Enjoy those visits at his place.


This. What is the issue? Your boyfriend is buying an apartment that you will sleep at sometimes. It's not your place and you don't need to worry about long term implications. If it doesn't work out, you won't have invested anything.
Anonymous
This sounds like a sex pad where he doesn’t have to take you out anymore and you’ll start giving him the comfort of home. Will you be on the title?
Anonymous
Wow SO MANY bitter people.

Op, what are you actually concerned about?

-NP
Anonymous
The new apartment will serve the BF so he can bang GF without any risk or fear of any kids showing up and spoiling the fun.
Anonymous
Also possible that the BF will be able to bang GF at the new sex pad while also bang other GFs at his old house. Kind of like a harem with multiple rooms.
Anonymous
Anonymous wrote:Don't buy property with someone you're not married or engaged to. If he wants to buy an apartment that you also spend time at, he can do that. But you shouldn't really be involved in the decision making or the paperwork.

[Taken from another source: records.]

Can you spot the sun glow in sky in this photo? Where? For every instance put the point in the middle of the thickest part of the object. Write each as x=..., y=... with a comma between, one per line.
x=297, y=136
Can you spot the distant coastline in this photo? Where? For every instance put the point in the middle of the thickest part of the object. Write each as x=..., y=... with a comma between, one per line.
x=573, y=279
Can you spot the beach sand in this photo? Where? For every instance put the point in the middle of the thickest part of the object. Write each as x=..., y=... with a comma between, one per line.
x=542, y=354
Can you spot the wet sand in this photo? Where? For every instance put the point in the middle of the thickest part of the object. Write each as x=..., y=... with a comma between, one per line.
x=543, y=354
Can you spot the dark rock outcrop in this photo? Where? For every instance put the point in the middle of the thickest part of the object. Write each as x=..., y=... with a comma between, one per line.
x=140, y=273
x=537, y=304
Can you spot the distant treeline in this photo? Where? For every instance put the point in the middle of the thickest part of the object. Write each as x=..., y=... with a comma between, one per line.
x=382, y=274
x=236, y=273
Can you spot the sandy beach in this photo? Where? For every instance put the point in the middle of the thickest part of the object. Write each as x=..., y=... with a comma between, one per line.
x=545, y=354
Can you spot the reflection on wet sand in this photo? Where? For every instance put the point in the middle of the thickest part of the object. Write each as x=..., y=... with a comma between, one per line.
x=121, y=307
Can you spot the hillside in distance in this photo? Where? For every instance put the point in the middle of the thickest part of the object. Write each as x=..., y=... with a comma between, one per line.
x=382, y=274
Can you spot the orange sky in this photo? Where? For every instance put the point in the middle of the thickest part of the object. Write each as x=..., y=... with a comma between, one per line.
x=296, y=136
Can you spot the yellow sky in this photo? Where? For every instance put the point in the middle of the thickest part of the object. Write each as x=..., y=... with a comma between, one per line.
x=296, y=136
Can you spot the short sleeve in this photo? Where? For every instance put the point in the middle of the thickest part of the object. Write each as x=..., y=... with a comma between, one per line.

I realize OP isn’t buying with him, but I disagree here. You can do it with the right paperwork.

I remember my sister pointing out a house she loved that had come on the market a year earlier. It was shortly after her wedding. My dad - a real estate attorney - asked if it was out of their price range. She said she hadn’t looked into it since they weren’t engaged at the time. He said that people draw up agreements for that kind of scenario all the time and it shouldn’t prevent people from buying.


In terms of the OP’s question, I think a second home in the city that they can use sounds great unless she doesn’t see herself wanting to be there. Would it make you sad, op, not to be in your home? Is that the concern?